To avoid sending uncomfortably mixed messages, the city council has postponed a decision due this year on giving the church listed status, which would allow it to receive state subsidies. “There are people in Hidalgo’s coalition who want the Sacré Coeur destroyed because they see it as a monument against the Commune,” says Granier. “After Notre Dame, this is the most visited church in Paris. Rewriting history to score political points is not a dignified way of doing politics.”

Patrice is somewhat bemused by the general furore and puts the Commune culture wars down to her opponents’ desperation to parade their conservative credentials: “In Macron, France has a president who claims to be beyond left and right but acts more and more like a rightwing politician. The political space for conservatives is being squeezed between the president and [National Rally party leader] Marine Le Pen on the far right. This controversy is about them hardening their profile.”

She is hopeful that once events get under way, the war of words will be forgotten: “These commemorations are not about celebrating violence. And it should be remembered that it was the communards who paid the highest price for the insurrection, in deaths and deportations.”

On the Sacré Coeur controversy, Patrice strikes a conciliatory note, saying: “I don’t see any reason why, like other churches, it should not eventually be listed. The decision has just been put back, that’s all. People have been making some very aggressive arguments but this is about remembering an episode that is constitutive for the collective memory of the city. If you love Paris and live here then it is important to know its history.”

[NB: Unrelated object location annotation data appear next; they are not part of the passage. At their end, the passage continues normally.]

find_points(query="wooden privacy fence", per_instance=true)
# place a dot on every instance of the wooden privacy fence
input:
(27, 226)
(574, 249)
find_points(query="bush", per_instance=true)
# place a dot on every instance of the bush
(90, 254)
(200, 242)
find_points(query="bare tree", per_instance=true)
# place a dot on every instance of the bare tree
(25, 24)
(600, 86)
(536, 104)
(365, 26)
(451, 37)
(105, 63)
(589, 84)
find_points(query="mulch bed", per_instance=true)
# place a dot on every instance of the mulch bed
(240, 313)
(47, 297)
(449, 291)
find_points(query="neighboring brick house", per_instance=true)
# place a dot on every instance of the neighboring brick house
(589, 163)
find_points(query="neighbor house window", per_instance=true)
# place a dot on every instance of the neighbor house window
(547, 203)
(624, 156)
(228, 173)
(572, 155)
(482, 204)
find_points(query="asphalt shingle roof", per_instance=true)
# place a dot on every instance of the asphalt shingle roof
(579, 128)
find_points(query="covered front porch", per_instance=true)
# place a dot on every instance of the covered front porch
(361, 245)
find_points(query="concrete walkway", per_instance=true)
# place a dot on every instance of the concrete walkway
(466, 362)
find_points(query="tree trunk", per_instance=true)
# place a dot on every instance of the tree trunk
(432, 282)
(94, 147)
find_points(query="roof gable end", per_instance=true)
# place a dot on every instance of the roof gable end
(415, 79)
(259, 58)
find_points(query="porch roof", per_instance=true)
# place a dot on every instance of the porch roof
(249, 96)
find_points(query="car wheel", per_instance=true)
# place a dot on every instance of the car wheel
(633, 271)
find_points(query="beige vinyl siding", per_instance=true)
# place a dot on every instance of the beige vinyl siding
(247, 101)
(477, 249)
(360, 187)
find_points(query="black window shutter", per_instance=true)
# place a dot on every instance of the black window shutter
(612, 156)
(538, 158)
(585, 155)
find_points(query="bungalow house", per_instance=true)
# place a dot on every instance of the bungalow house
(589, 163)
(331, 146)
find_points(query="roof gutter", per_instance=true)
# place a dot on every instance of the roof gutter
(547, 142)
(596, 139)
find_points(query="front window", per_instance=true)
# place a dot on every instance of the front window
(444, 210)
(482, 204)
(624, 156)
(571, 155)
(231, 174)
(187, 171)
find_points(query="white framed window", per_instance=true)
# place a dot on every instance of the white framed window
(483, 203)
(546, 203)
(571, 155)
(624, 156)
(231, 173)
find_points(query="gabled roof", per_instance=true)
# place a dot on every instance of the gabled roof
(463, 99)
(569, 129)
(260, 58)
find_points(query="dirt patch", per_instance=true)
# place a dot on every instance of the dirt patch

Old enmities die hard, however. In 1875, as the first stone of the Sacré Coeur was laid, one of its principal financiers made plain his contempt for the defeated communards. “For all those who love religion and their country”, said Hubert Rohault de Fleury, “the construction of a church on the place where cannons were snatched in the cause of insurrection, will be a source of joy.”

This spring, the other side of the story will be told.